MARSHALL COUNTY, Ala.- Law enforcement officers get most of the glory and attention because of their uniforms and the blaring lights and sirens, but a lot goes on behind the scenes to get justice served.
Marshall County Court Clerk Amanda McCormack has stacks and stacks of paperwork in her office.
“It is never-ending because you send out flyers when someone moves and then they come in a month later and say they moved again,” said McCormack.
She focuses on keeping the information of more than 230 sex offenders in the county up to date.
“Say there was a child missing, I could type in the description of the vehicle, and it would pull up anybody that I’ve got or even offender watch.
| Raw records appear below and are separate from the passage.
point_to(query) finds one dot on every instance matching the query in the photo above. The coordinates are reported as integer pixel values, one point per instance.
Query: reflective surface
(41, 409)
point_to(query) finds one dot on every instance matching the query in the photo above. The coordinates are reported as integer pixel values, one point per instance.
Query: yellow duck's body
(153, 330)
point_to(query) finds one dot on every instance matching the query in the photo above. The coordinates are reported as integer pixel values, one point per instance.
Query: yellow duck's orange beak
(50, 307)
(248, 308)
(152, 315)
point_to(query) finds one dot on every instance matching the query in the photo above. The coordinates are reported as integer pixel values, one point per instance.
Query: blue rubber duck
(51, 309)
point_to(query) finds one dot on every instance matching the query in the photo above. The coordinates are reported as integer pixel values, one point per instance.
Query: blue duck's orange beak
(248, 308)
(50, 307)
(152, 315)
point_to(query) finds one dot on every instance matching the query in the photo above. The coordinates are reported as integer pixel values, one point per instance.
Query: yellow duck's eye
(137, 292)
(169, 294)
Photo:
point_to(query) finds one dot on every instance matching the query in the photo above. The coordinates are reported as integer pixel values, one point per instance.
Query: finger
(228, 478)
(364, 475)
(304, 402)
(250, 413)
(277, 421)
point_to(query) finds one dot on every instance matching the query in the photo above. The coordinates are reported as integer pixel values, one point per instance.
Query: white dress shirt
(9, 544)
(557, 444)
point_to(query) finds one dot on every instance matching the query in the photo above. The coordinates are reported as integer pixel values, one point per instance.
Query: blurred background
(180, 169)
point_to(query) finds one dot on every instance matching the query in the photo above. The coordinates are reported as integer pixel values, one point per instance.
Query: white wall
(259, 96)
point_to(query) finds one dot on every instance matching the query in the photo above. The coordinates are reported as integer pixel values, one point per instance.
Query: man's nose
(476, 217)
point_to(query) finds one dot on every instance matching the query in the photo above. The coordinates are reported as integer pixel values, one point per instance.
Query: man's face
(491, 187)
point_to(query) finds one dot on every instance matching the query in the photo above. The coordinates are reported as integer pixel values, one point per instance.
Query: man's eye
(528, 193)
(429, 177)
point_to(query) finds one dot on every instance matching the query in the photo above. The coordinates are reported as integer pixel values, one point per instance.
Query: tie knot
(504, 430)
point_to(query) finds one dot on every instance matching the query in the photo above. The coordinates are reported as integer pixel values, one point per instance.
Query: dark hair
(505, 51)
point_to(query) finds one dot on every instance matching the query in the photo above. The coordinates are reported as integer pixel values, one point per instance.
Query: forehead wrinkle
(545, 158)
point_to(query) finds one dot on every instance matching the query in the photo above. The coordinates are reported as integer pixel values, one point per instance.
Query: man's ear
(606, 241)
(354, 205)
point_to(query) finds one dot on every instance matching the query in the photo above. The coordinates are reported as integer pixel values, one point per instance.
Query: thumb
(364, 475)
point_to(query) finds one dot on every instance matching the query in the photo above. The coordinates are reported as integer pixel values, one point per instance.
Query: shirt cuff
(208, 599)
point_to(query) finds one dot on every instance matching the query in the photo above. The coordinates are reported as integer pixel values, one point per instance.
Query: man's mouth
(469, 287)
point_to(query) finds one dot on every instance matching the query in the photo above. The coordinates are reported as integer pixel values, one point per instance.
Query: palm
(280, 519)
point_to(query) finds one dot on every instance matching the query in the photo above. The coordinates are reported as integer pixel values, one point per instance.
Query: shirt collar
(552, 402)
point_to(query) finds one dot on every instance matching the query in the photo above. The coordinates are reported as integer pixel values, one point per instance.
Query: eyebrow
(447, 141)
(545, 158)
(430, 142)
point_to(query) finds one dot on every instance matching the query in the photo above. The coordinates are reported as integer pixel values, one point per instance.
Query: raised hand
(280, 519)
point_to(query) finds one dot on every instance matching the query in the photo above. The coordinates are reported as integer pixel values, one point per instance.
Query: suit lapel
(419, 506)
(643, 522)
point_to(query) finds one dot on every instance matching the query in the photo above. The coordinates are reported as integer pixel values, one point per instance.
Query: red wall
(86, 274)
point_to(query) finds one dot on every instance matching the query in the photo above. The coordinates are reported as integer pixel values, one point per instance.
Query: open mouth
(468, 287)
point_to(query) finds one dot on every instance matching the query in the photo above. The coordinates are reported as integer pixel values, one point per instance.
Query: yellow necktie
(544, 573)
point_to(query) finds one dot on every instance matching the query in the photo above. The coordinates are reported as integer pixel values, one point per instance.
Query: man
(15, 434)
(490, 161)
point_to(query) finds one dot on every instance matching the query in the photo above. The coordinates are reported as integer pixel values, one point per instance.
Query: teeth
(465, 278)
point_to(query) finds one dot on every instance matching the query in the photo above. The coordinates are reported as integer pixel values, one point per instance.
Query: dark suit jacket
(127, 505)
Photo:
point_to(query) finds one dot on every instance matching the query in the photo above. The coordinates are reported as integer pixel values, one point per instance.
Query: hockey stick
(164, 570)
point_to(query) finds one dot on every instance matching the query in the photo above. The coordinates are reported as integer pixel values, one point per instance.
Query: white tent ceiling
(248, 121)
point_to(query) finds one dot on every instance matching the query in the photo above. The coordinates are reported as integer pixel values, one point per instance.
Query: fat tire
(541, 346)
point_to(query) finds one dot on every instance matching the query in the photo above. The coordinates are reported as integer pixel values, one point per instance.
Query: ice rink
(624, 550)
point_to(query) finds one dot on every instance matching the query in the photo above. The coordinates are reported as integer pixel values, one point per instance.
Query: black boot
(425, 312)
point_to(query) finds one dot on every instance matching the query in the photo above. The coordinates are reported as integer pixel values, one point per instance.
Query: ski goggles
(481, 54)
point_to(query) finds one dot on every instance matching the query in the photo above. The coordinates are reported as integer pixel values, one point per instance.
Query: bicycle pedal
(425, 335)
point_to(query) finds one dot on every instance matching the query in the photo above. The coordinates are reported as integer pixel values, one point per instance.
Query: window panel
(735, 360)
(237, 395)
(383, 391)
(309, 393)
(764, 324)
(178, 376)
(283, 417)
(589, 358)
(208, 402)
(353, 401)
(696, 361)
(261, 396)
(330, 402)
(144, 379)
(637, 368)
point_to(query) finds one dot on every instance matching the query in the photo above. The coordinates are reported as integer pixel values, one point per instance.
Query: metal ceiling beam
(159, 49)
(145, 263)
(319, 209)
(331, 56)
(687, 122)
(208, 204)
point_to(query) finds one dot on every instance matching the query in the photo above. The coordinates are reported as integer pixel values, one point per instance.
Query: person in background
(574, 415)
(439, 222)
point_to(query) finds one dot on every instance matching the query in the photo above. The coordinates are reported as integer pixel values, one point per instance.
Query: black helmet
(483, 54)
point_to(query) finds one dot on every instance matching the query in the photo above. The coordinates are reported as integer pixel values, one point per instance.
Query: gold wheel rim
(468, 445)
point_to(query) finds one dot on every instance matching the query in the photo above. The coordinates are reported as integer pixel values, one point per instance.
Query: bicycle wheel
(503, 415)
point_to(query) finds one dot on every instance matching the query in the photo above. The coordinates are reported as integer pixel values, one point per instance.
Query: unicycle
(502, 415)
It can pull up the vehicle and who it’s registered to and the tag number,” said McCormack.
McCormack told WHNT News 10 that the hectic work is worth it when she remembers why she is doing it.
“I come to work knowing that whoever these victims are out here, I’m helping them by making their offenders report and be accountable for things they’ve done and hopefully don’t do it again,” McCormack said.
While being a clerk is not glamorous, Chief Investigator Keith Wilson said getting their jobs done without McCormack’s help would be almost impossible.
“We’d have to dedicate a full-time officer to do what Amanda does and what Amanda does frees the rest of us up to work other things along with sex offenders and then she supplies us with the information we need to enforce the law,” added Wilson.
A warrant McCormack put out back in July led to the arrest of a man for not registering as a sex offender. He was captured in Talladega County on November 3, 2019.
Sex offenders must report in Marshall County four times a year. If they fail to do so, McCormack starts making phone calls to find them. If she can't, she files for a warrant.